Independent communications regulator Ofcom has announced that it will be undertaking non-commissioned testing of specific operator mobile networks in the UK for the first time. This will include both 4G and 3G tests and has been described as ‘walk and drive’ testing.
Ofcom are to perform operator specific testing on the EE, Vodafone, O2, and Three networks to determine whether the operators are achieving the necessary levels of 4G and 3G coverage. As well as testing coverage for the general population, they will also be assessing the state of 4G and 3G on roads and rail routes around the country. This information will be passed on to the Department of Transport and Network Rail.
Ofcom is expected to use its extensive experience to create a testing process that is fair and representative, after the accuracy of the results of network tests by other companies have been questioned. This will involve a variety of different testing techniques. For example Ofcom will use standard over-the-counter consumer handsets for their tests rather than using customised testing devices provided directly by network providers.
According to Ofcom, “Once the report is finished we will consider whether any regulatory or government intervention is required to achieve wider coverage. We are currently considering a range of methods, including requesting data from operators and commissioning ‘walk and drive’ testing for quality of service, too.”
Confusion over Network Testing
Ofcom’s decision to perform independent testing has been in response to the proliferation of network performance reports that are now being produced, many of which provide contradictory results.
One report to prove particularly controversial was the Rootmetrics UK network performance report which compared the four 4G network providers. EE came top in every category including network speed, network reliability, mobile internet, and overall performance. Not surprisingly EE was delighted with the report, with CEO Olaf Swantee commenting that “Today’s results show that the EE network gives customers everywhere in the UK the best mobile experience.”
Vodafone, who scored the least in almost every category were far less enthusiastic. The network said that the results should not be taken seriously, that Rootmetrics relied on old data which is inaccurate in such as rapidly changing market, that the research didn’t use standard industry practises, and that it was not fully impartial. Whether these concerns were founded or whether they were sour grapes is hard to tell.

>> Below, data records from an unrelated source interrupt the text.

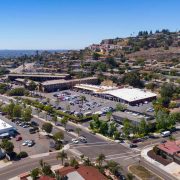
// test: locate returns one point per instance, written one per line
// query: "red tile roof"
(170, 147)
(46, 178)
(87, 172)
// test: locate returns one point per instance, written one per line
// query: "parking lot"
(41, 142)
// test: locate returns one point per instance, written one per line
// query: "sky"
(75, 24)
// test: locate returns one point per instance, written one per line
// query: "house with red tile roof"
(81, 173)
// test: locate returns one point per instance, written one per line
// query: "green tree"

Rootmetrics itself emphasises the accuracy of its report, saying that testers drove around 23,000 miles across all four countries of the UK, using off the shelf mobiles to collect the equivalent of one sample for every 100 mobile phone contracts in the UK. Outdoor testing was performed whilst driving and indoor testing was undertaken at more than 1,000 locations.

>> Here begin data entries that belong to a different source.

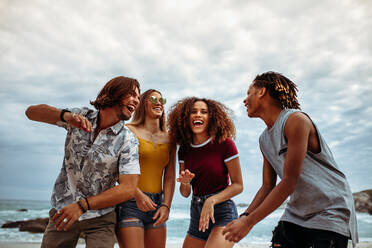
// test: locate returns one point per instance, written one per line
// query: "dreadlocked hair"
(279, 87)
(220, 124)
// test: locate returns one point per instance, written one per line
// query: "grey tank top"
(322, 198)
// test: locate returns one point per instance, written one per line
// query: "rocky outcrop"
(363, 201)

CEO and President of RootMetrics, Bill Moore believes that “These results give UK consumers and businesses the most accurate view of mobile performance in the UK that has ever been made available. From nation to neighbourhood, people now have access to data showing them the best network in their area. No other study of this size and scale for mobile performance has ever been carried out before in the UK, and it has, for the first time, shown consumers the true services they are receiving from their network provider.”
With these conflicting opinions flying around it is hardly surprising that Ofcom has made the decision to undertake its own network testing to determine whether the existing 4G networks are delivering their promises in terms of 4G coverage.